The Coalition Government is beginning an historic reinvestment to restore our neglected hospitals and health infrastructure, bringing them up to the standard New Zealanders deserve, says Health Minister Dr David Clark.

“This Government is committed to rebuilding the critical public services, like health and education, that keep our country strong and prepare us for the future,” says David Clark.

“When New Zealanders are sick or injured they deserve world-class healthcare in world-class facilities. They shouldn’t be worrying about mould and rot in the hospitals they are treated in.

“Budget 2018 allocates $750.0 million of new capital to tackle some of the most urgent building problems facing hospitals around the country. That represents the biggest capital injection in health in at least the last decade.

“This marks the beginning of our carefully planned and managed programme to restore New Zealand’s hospitals and health infrastructure. This is a major undertaking and will take years.

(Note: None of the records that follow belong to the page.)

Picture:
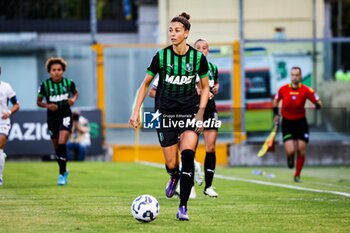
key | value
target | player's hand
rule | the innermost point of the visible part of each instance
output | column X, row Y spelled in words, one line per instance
column 134, row 120
column 52, row 107
column 276, row 119
column 71, row 101
column 199, row 118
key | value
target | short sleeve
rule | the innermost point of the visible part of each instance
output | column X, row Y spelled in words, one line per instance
column 10, row 92
column 73, row 87
column 153, row 69
column 41, row 91
column 155, row 83
column 279, row 95
column 312, row 95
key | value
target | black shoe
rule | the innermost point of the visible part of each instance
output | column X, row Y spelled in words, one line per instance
column 290, row 161
column 297, row 179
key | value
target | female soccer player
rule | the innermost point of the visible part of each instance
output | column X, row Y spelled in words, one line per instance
column 295, row 129
column 178, row 103
column 60, row 94
column 6, row 94
column 197, row 166
column 210, row 134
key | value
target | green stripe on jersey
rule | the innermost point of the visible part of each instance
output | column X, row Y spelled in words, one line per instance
column 183, row 72
column 168, row 59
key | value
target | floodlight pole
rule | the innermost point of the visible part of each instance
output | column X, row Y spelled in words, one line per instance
column 93, row 21
column 242, row 109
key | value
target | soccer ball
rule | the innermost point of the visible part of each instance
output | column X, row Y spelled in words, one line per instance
column 145, row 208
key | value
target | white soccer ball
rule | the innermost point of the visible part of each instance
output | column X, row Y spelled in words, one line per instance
column 145, row 208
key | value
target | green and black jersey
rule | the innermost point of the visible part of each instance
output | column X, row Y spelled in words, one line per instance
column 57, row 93
column 212, row 75
column 176, row 91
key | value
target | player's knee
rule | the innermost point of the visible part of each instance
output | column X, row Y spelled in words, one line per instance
column 210, row 148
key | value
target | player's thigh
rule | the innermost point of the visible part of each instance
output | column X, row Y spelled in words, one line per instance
column 170, row 155
column 63, row 136
column 210, row 139
column 188, row 140
column 289, row 147
column 3, row 139
column 301, row 145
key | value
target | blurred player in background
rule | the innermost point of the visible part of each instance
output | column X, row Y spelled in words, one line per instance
column 295, row 129
column 60, row 94
column 210, row 134
column 6, row 94
column 197, row 165
column 177, row 66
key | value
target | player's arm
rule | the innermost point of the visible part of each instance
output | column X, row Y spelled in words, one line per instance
column 74, row 98
column 152, row 92
column 81, row 128
column 275, row 102
column 75, row 94
column 134, row 120
column 215, row 89
column 318, row 104
column 314, row 98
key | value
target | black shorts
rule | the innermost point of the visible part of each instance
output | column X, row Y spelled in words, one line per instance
column 295, row 130
column 169, row 133
column 211, row 114
column 56, row 124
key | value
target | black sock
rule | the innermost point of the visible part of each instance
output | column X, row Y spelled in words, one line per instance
column 187, row 174
column 61, row 156
column 173, row 171
column 209, row 168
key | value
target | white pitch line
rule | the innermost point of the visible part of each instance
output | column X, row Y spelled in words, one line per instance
column 263, row 182
column 282, row 185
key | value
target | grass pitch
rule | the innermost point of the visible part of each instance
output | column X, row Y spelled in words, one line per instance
column 99, row 195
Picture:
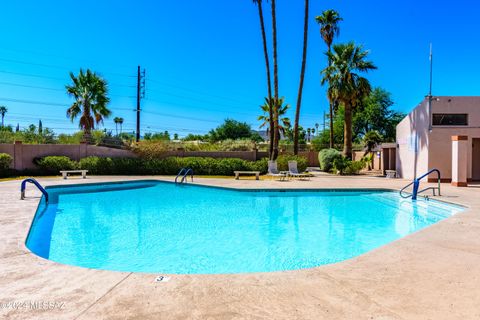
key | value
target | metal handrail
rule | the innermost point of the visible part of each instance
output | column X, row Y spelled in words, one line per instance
column 403, row 190
column 35, row 182
column 416, row 184
column 184, row 172
column 184, row 178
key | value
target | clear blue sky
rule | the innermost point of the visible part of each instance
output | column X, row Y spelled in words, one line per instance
column 204, row 59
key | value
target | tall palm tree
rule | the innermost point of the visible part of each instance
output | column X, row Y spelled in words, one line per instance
column 3, row 111
column 276, row 133
column 302, row 77
column 259, row 4
column 284, row 122
column 345, row 84
column 117, row 121
column 120, row 121
column 329, row 29
column 90, row 92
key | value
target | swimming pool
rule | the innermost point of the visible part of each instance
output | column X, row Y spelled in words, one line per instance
column 160, row 227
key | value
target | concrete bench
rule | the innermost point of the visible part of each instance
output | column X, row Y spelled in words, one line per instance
column 390, row 174
column 238, row 173
column 66, row 172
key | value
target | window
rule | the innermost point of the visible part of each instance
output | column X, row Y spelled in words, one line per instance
column 450, row 119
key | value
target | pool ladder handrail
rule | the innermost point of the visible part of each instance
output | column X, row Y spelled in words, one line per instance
column 184, row 172
column 416, row 185
column 35, row 182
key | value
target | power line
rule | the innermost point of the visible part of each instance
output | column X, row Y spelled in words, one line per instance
column 58, row 67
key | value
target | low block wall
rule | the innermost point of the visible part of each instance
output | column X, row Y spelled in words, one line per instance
column 24, row 154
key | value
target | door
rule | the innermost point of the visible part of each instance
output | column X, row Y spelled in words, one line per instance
column 476, row 159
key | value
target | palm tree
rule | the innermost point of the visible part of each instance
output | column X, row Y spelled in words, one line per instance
column 3, row 111
column 267, row 64
column 276, row 135
column 118, row 121
column 302, row 77
column 345, row 84
column 284, row 122
column 329, row 29
column 90, row 93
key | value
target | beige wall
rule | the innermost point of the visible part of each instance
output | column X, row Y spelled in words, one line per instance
column 436, row 146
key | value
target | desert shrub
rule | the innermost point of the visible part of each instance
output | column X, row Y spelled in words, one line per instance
column 53, row 164
column 344, row 165
column 5, row 161
column 355, row 167
column 282, row 162
column 327, row 157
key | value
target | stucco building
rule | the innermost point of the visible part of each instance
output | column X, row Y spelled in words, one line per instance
column 424, row 141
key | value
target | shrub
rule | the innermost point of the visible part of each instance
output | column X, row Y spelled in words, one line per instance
column 327, row 157
column 355, row 167
column 53, row 164
column 5, row 161
column 169, row 166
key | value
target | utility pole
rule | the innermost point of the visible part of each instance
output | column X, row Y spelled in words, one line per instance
column 140, row 95
column 430, row 90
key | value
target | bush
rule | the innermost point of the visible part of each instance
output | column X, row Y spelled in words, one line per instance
column 54, row 164
column 5, row 161
column 169, row 166
column 327, row 157
column 282, row 162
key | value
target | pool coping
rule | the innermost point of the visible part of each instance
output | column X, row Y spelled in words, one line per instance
column 401, row 308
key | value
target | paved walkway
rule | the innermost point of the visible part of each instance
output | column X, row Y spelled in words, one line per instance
column 431, row 274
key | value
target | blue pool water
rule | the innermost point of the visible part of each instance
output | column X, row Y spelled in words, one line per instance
column 151, row 226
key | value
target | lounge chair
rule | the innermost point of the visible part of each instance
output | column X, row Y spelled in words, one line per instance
column 273, row 171
column 293, row 171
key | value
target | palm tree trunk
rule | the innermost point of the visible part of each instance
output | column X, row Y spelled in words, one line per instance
column 330, row 104
column 347, row 137
column 276, row 132
column 269, row 81
column 302, row 77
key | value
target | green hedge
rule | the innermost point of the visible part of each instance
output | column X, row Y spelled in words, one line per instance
column 5, row 161
column 167, row 166
column 327, row 157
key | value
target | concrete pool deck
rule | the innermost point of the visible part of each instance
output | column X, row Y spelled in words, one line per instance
column 431, row 274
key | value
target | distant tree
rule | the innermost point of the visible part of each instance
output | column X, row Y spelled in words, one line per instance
column 231, row 129
column 345, row 84
column 302, row 77
column 3, row 111
column 118, row 121
column 329, row 22
column 284, row 122
column 91, row 99
column 371, row 140
column 375, row 113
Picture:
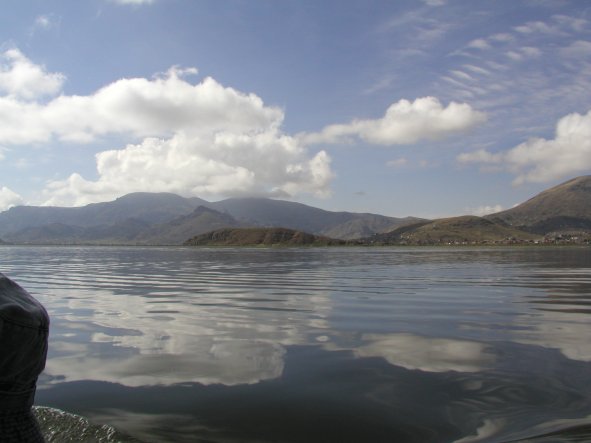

“In addition, up to $100.0 million in capital will be available if necessary in 2018/19 to strengthen DHB balance sheets through deficit support.

“The new funding will mean DHBs can plan with more confidence and put forward business cases for important projects that have been put off for too long, such as infrastructure remediation, capacity investments and urgent building projects.

“New Zealanders have been shocked to discover that hospitals in some areas are literally rotting after a decade of neglect and underinvestment by the previous Government. There is a significant backlog of work, which will take more than one Budget to remedy.

“Ministers will make decisions throughout the coming year on projects that are ready for investment. This will be a carefully managed process designed to future-proof our health system and provide the best value for money.

“This is about priorities. In a country like New Zealand, doctors and nurses should be able to trust that the buildings they work in enable them to deliver quality, modern care, and patients should know the facilities are safe,” says David Clark.